An Inuit community notices grizzly bears are traipsing through their land more and more. Bangladeshi fishers, faced with stormy skies, must stay off the water more often every year. After thousands of Arctic winters, Sweden’s famous Sami hunters must abandon their traditional paths that wind across newly unpredictable ice sheets.
All of these stories are included — along with others, comprising the experiences of 90,000 people worldwide — in a new study documenting the observations of the people currently experiencing climate change firsthand. The stories, compiled by scientists from Canada’s Simon Fraser University, span over 137 countries and come from more than 1,000 previously published studies of subsistence-oriented communities, mainly indigenous ones, who rely on the land or sea for food by way of farming, fishing, foraging, or hunting. In the meta-study, published this week in the journal Nature Climate Change, a whopping 70 percent of the people interviewed had observed changes in seasons, temperature, or amount of rain.
And there’s more: The “secondary impacts” of climatic changes, including lower crop yields and changing animal migration routes, threaten food security for many of these communities. The researchers found that, in this way, climate change is already “having profound disruptive effects at local levels.”
What’s more, the study notes, local communities aren’t just noticing these climate changes — they’re already adapting to them. The analysis includes communities who have altered their hunting, farming, or gathering seasons, their migration routes, and even their ancestral cultural practices.

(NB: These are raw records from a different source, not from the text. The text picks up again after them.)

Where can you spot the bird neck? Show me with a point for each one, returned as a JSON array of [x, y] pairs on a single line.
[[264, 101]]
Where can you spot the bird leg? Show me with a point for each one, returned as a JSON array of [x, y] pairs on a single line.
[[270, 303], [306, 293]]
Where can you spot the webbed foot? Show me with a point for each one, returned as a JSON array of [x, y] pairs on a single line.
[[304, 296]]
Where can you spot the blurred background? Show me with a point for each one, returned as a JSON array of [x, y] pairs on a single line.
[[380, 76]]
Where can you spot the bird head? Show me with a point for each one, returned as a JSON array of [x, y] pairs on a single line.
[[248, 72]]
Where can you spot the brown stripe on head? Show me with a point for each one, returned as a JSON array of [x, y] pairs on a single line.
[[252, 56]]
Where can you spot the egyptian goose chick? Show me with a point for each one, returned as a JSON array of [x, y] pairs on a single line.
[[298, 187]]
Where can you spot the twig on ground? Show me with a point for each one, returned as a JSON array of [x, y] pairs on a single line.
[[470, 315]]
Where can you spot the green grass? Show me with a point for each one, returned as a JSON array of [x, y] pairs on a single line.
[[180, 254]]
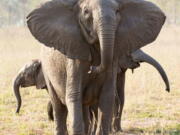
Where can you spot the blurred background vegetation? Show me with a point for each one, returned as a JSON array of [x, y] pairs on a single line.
[[149, 109], [14, 12]]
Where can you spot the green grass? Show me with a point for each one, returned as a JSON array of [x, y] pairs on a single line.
[[149, 109]]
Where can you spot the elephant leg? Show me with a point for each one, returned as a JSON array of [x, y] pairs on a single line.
[[75, 75], [93, 126], [60, 111], [119, 102], [105, 107], [50, 111], [86, 115]]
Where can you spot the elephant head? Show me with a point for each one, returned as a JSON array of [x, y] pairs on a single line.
[[71, 26], [30, 75]]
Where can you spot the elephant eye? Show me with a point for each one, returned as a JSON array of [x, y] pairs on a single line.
[[117, 11], [86, 13]]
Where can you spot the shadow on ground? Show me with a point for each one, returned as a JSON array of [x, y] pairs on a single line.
[[138, 131]]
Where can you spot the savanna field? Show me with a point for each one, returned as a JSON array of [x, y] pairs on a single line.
[[149, 109]]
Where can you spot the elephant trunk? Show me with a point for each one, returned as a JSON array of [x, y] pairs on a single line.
[[16, 85], [106, 35], [140, 56]]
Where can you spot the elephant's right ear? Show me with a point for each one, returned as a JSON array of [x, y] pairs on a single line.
[[141, 22], [55, 25]]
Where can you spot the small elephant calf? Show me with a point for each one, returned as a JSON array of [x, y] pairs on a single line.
[[31, 75]]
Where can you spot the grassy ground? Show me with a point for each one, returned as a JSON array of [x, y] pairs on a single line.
[[149, 109]]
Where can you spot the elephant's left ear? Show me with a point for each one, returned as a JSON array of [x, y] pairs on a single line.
[[140, 24]]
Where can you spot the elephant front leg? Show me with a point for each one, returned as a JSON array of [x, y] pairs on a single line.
[[116, 125], [105, 107], [74, 96]]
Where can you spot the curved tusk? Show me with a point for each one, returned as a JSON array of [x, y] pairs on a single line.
[[140, 56]]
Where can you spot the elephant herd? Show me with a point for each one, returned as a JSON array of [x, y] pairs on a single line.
[[87, 46]]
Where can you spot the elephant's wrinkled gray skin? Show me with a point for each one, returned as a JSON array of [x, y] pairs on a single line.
[[138, 56], [29, 75], [69, 30]]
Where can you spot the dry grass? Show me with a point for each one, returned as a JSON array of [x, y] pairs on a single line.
[[149, 109]]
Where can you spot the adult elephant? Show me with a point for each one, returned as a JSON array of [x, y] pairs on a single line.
[[31, 75], [71, 31]]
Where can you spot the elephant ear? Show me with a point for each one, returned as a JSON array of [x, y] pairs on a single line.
[[54, 24], [140, 24]]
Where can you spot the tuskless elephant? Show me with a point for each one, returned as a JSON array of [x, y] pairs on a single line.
[[30, 75], [71, 32]]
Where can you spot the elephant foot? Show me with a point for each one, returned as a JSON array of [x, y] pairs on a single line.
[[117, 128], [50, 111]]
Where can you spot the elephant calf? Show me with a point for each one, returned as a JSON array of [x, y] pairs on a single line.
[[30, 75]]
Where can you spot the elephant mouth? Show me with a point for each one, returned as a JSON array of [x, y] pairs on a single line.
[[85, 28]]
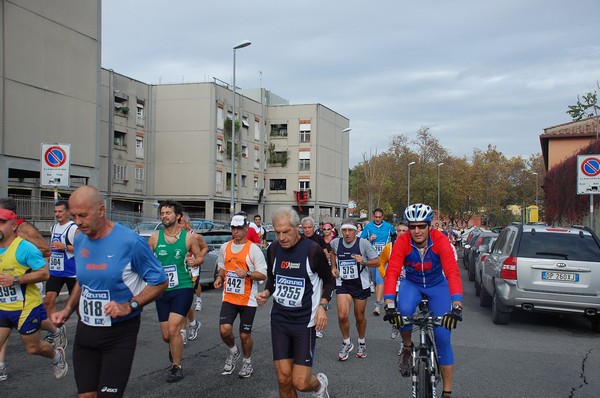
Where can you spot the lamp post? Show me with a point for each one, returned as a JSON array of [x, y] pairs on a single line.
[[536, 185], [346, 130], [242, 44], [408, 190], [439, 164]]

The research is a departure from the traditional methodology of climate science, which often relies heavily on computer models and satellite data. According to the authors, these local observations, particularly in remote locations, can be critical to filling in the gaps in the data.
“We think about climate change as something that you graph or something that happens in the Arctic, but these are the experiences of real people seeing changes firsthand,” Savo told The Vancouver Sun. “It’s not theoretical. When the timing changes about when to plant and harvest, where rainfall is now concentrated and intense, it’s very disruptive.”
The stories of indigenous peoples’ adaptation come as a stark reminder that climate change is already happening — despite, in some countries, the persistent reluctance to accept it at all.